Feeling my way

I’m journeying to a mystery destination with 9 other travellers. None of us speak the same language. What we share is elusive. What’s palpable is willingness to journey together, embrace each other’s origins, knowledge, questions. Our shared charter is to collaborate, bring material from our practices, and maybe unravel from all that’s woven together new possibility. We have exchanged through explorations of Feldenkrais lessons, Laban notation processes, found out about each other’s practices. What stands out for me is how important it is in the midst of all of this to become utterly lost, to fall out of language in the middle of trying to communicate. This is freefall away from the familiar, toward opening to the influence of other views, without losing myself. Fantastic. Maybe another way of thinking is possible. Right now I have no idea what Thinking through the Body is! But I can acknowledge that I danced with an animated wheelchair today! And, I looked upward toward myself projected on the ceiling with my heartbeat animated in sound and visual moving patterns, and felt wonder for some seconds before my analytical mind queried the technology. I am becoming reoriented toward technology, something personal is emerging. I could not have expected this.
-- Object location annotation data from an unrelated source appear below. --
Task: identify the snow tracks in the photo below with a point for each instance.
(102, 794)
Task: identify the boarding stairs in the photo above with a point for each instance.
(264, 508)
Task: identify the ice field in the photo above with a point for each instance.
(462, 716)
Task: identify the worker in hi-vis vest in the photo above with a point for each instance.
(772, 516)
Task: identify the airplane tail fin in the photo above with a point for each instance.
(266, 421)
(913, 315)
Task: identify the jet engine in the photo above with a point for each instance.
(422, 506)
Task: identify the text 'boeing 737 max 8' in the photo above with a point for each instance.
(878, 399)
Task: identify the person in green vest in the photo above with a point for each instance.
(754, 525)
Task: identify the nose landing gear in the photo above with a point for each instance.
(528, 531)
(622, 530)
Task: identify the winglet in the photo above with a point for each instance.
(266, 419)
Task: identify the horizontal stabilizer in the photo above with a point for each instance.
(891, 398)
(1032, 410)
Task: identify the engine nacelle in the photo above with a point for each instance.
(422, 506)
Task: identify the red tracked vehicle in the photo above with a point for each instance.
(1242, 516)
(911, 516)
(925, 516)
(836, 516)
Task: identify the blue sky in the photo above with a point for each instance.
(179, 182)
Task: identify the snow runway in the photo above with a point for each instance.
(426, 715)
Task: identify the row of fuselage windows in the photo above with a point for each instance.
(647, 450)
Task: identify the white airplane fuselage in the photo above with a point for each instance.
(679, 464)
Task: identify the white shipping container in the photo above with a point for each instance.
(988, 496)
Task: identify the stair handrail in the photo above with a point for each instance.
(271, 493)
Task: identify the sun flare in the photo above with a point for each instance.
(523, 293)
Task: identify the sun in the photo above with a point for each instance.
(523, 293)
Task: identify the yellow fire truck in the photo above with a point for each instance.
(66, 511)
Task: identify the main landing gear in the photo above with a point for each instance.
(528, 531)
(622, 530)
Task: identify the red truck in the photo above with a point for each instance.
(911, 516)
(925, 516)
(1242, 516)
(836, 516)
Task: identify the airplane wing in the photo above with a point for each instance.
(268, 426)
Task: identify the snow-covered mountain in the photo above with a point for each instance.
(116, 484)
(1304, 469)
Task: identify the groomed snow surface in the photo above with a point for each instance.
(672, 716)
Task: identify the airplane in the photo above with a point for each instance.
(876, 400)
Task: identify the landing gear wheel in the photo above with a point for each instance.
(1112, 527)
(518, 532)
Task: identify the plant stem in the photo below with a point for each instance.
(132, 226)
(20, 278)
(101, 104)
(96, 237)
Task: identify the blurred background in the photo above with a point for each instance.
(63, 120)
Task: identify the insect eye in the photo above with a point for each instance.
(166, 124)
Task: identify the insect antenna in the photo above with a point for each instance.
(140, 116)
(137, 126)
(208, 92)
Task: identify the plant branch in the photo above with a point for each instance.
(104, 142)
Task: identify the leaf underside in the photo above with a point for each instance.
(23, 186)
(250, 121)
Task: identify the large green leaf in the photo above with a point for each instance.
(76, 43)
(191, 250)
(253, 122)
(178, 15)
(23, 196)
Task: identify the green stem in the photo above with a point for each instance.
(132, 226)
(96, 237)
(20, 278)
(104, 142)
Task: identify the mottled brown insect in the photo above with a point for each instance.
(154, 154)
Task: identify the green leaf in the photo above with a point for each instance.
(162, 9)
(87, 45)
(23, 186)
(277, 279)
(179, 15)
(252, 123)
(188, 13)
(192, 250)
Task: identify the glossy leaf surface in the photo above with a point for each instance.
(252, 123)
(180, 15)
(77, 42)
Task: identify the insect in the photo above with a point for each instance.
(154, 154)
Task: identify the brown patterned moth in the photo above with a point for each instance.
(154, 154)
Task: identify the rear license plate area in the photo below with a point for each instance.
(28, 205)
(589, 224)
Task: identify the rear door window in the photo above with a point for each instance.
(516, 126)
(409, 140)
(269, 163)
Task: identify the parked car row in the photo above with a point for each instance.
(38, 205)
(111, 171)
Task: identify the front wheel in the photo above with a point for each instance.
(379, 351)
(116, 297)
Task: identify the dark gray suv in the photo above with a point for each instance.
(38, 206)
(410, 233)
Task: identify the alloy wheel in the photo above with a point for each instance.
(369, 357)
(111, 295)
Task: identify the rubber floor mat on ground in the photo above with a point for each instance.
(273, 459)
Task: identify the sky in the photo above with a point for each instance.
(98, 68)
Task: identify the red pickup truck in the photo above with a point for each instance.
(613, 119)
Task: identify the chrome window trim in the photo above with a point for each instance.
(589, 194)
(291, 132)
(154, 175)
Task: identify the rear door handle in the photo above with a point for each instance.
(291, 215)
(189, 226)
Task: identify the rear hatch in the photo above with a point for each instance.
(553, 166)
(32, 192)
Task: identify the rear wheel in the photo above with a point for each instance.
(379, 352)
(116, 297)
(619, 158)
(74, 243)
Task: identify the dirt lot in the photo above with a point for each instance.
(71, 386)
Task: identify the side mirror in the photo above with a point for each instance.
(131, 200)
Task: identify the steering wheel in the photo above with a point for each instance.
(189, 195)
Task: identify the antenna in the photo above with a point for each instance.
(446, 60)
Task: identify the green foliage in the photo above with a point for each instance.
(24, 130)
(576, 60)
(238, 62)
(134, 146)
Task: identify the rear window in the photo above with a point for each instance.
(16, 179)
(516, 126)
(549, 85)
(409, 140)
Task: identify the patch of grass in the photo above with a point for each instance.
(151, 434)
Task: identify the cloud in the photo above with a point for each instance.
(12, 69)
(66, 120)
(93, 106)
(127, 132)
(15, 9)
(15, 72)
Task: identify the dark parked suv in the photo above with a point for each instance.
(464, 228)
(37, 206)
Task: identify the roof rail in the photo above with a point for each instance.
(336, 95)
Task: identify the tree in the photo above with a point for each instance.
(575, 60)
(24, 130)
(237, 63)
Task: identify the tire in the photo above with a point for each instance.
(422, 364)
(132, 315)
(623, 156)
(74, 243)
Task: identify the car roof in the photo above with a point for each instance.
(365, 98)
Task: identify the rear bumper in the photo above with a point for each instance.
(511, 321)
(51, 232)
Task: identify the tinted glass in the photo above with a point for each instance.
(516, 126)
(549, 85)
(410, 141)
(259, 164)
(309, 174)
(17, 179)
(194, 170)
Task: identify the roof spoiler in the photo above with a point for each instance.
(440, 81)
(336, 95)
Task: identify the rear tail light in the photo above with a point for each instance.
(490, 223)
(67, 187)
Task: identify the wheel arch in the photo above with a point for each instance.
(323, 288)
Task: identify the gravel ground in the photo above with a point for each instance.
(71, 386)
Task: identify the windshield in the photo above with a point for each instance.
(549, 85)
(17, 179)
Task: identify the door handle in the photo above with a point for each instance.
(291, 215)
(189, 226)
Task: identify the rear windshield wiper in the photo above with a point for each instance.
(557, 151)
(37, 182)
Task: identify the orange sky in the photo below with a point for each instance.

I must acknowledge traveller #9, Lucas, who is working “outside” of our interactions, the observing agent (sound & camera), as a major influence on what goes on!

About Maggie Slattery

Maggie Slattery was working as an actor in San Francisco when she commenced study of the Feldenkrais Method (1978) as part of her research to free her movement from the constraints of her personal history. The revolution in her experience of her body/self, led inevitably to taking professional training in the Feldenkrais Method (San Rafael, California 1984-1987). Maggie has continued her personal practice of the Method as integral to her life; She's run a professional private practice (hands-on) for 20 years, and has worked in a great variety of teaching settings, including tertiary dance and music faculties, with dance companies, and in Feldenkrais Training Programs as an assistant trainer. She has a great love for the work, enduring wonder at its scope and where it sits in relationship to Art, Science and Ordinary Life; and of late a developing engagement in and interest for the transposition of the work into other domains, particularly those involving music, design, and ESD (Ecologically Sustainable Development).